When most people picture a creative, they imagine someone with thick-framed glasses, hunched over a MacBook, stylus in hand, obsessing over a layout they plan to charge a month’s rent for. I’m supposed to say that’s a stereotype, but to be honest, that used to be me. Scraggly beard and all.
The creative business is tough. I’ve seen some of the most observant, talented people I know flame out. Not because they weren’t good, but because they believed the job was about the work. It isn’t. The job is about results.
I learned this the hard way when I took a break from agency life to cofound a startup. Suddenly, my work wasn’t about what looked good, it was about what worked. And when your biggest client walks out the door, the kerning on your homepage doesn’t matter.

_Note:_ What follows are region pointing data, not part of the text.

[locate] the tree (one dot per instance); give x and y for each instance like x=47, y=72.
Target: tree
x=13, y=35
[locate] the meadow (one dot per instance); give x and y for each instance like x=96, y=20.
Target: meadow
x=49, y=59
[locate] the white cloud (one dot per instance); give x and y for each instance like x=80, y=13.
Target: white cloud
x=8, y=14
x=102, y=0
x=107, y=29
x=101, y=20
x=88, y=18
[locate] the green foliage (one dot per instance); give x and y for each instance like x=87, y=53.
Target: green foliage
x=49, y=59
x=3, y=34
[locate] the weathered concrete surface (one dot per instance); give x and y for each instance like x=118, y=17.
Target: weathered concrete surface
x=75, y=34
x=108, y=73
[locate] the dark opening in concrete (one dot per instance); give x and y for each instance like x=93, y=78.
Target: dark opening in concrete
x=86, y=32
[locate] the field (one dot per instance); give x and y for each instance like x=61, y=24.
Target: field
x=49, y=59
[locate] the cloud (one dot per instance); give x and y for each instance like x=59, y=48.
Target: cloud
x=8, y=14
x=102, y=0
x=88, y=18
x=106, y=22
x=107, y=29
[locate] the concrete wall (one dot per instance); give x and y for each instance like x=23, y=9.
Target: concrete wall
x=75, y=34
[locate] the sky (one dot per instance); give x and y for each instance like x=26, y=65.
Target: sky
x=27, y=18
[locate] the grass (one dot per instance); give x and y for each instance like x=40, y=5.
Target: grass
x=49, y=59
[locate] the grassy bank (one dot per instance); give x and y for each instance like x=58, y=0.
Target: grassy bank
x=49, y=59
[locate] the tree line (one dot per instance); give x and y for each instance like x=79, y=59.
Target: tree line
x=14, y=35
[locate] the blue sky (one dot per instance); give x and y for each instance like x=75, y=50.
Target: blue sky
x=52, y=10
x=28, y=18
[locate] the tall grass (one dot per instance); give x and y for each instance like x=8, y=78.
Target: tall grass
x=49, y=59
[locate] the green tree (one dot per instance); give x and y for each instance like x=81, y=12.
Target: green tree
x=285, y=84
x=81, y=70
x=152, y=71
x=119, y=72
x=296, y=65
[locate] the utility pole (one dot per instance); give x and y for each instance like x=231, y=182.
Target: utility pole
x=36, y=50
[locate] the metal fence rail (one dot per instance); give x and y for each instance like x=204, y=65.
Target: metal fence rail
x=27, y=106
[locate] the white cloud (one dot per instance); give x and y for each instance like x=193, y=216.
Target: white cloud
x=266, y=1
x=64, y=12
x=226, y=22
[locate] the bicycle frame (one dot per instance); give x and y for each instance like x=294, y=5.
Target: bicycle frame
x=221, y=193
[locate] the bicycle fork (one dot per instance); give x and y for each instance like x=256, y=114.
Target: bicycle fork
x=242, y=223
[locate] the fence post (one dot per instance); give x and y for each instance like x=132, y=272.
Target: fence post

Design is a tool. And like any tool, its value is in how it’s used. At Woods, we don’t build for beauty. We build for outcomes. We’ve always seen branding as the act of aligning business strategy with emotional connection—design just happens to be one of the ways we deliver that.
So when I see AI democratizing access to design, I don’t panic. I get excited. Because if good design becomes available to everyone, then the people who were getting by on polish alone are about to get exposed. And the ones who have always focused on clarity, purpose, and connection? We’ll be just fine.
Art will still have a place. It always has. Photography didn’t kill painting, it gave birth to abstraction. Printing didn’t kill calligraphy, it helped literacy thrive. The tools change. The medium evolves. The need for creative thinking does not.
Rick Rubin once said, “Only make art for yourself. Never consider the audience.” That’s a beautiful sentiment. But let’s be clear—that’s not what we do. We don’t make art for ourselves. We make creative work in service of business results. Don’t confuse the two.
Our job is to help clients connect with people who care, to communicate what they stand for, and to do it in a way that builds trust and drives action. If a machine can help with part of that, great. But there are parts of this job that cannot be prompted. You can’t fake gut instinct. You can’t automate empathy. You can’t outsource meaning.
What AI is exposing is the difference between decoration and design. Between content and communication. Between production and purpose.
Creativity is not about tools. It never has been. It is a way of thinking. A way of solving. A way of connecting. And that makes it more valuable now than ever.
So yeah, I’m excited. Not because I know what comes next. But because I know where we stand.
Woods has never been about the tools. It’s always been about the thinking. And that’s not going anywhere.